Occam’s Razor in Software Development

8 min readFeb 4, 2021

Occam’s razor is one of the most powerful problem-solving principles applicable in life as well as software development. It is probably not well known and is often misunderstood and under-utilized.

In this post, I disambiguate it and enumerate multiple formulations and common misinterpretations. I will demonstrate that many principles and practices in software development are applications of Occam’s razor, and list some missed opportunities.

The premise of Occam’s razor is that “entities should not be multiplied without necessity”. It advocates that when presented with competing hypotheses about the same prediction, one should select the solution with the fewest assumptions and that this is not meant to be a way of choosing between hypotheses that make different predictions. -Ⓐ

It is often mistaken to advocate simplicity, but has a more nuanced recommendation, which is described by the quote “Everything should be made as simple as possible, but no simpler.” -Ⓑ Wikipedia has more formulations of this principle “It is vain to do with more what can be done with fewer”-Ⓒ

In the world of predictive models, one needs to maintain a balance between model complexity and error, that would be a sweet spot between over-generalization and over-specialization.
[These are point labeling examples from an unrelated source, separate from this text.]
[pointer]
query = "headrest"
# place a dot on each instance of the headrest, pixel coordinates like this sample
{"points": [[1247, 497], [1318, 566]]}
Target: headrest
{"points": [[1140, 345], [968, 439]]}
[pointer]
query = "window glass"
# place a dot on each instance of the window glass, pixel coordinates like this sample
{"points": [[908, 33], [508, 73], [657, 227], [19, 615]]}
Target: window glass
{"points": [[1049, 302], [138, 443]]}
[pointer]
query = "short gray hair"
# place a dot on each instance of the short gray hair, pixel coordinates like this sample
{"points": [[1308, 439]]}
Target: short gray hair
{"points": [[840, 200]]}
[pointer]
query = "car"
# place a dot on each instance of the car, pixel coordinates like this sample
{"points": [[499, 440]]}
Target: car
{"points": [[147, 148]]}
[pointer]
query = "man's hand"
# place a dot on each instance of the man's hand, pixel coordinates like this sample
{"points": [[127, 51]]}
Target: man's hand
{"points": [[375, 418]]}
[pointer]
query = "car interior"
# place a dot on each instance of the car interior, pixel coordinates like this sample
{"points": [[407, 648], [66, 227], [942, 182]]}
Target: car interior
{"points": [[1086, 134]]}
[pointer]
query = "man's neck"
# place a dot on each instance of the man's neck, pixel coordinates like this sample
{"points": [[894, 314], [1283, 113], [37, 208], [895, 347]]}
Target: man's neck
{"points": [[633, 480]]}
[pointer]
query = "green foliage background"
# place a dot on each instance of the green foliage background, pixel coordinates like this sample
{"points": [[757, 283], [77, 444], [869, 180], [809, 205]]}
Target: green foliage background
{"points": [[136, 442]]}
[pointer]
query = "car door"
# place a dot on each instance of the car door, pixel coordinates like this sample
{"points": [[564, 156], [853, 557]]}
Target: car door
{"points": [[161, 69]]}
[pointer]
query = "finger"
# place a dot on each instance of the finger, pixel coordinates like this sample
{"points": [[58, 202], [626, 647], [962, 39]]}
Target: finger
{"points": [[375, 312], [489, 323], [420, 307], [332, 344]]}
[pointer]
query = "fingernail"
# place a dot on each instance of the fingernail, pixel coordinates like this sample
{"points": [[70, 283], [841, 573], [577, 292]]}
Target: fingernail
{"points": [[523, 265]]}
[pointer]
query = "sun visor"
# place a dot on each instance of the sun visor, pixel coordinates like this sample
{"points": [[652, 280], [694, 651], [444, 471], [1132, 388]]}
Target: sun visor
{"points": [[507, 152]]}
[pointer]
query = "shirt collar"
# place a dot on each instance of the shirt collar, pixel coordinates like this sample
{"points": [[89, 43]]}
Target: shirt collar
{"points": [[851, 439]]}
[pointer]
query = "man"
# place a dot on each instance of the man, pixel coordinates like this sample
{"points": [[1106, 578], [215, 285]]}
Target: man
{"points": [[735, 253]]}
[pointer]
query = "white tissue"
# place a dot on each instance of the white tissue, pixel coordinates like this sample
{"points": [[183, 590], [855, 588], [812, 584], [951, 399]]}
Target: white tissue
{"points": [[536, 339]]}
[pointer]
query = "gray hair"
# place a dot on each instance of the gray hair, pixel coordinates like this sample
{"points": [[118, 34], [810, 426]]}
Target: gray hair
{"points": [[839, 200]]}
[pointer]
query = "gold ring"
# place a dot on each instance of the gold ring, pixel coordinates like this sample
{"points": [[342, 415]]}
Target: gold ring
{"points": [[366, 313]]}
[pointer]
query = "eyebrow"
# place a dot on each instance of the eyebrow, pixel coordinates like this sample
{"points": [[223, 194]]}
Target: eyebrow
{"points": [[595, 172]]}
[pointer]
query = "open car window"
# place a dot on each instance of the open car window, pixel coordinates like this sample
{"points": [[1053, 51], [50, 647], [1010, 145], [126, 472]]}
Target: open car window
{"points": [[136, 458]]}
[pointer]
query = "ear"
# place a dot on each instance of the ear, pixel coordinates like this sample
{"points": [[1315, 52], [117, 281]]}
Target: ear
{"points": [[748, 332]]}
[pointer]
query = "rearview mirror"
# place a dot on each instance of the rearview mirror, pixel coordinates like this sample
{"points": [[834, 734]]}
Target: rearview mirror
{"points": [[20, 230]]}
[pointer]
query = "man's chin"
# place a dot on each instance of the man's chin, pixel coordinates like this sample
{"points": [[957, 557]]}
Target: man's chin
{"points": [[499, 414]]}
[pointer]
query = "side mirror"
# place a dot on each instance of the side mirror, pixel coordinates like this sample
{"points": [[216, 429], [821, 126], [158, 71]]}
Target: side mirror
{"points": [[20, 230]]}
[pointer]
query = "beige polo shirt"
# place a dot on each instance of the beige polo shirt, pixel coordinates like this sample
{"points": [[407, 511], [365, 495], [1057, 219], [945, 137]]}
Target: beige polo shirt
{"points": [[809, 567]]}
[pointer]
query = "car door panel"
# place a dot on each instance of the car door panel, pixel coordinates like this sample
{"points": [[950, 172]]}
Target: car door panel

This leads to yet another formulation “reduce complexity, if and only if you can” -Ⓓ

Interpretation

Occam’s razor can be generalized to two-dimensional problems where we optimize in one dimension while satisfying constraints in another.

There are two different maps of the Bengaluru metro, both of which show the green line. Both of them show the ordering of stations, while the first of them captures the physical orientation as well. Is the first map conformant to Occam’s razor or is it the second? well, it depends on the problem at hand. This illustrates another observation on Occam’s razor, “it is contextual”. The best hypothesis in one context, needn’t be the best in another.

Essential vs Accidental Complexity

Brooks distinguishes between two different types of complexity: accidental complexity and essential complexity. Accidental complexity relates to problems that engineers create and can fix; Essential complexity is caused by the problem to be solved, and nothing can remove it; if users want a program to do 30 different things, then those 30 things are essential and the program must do those 30 different things.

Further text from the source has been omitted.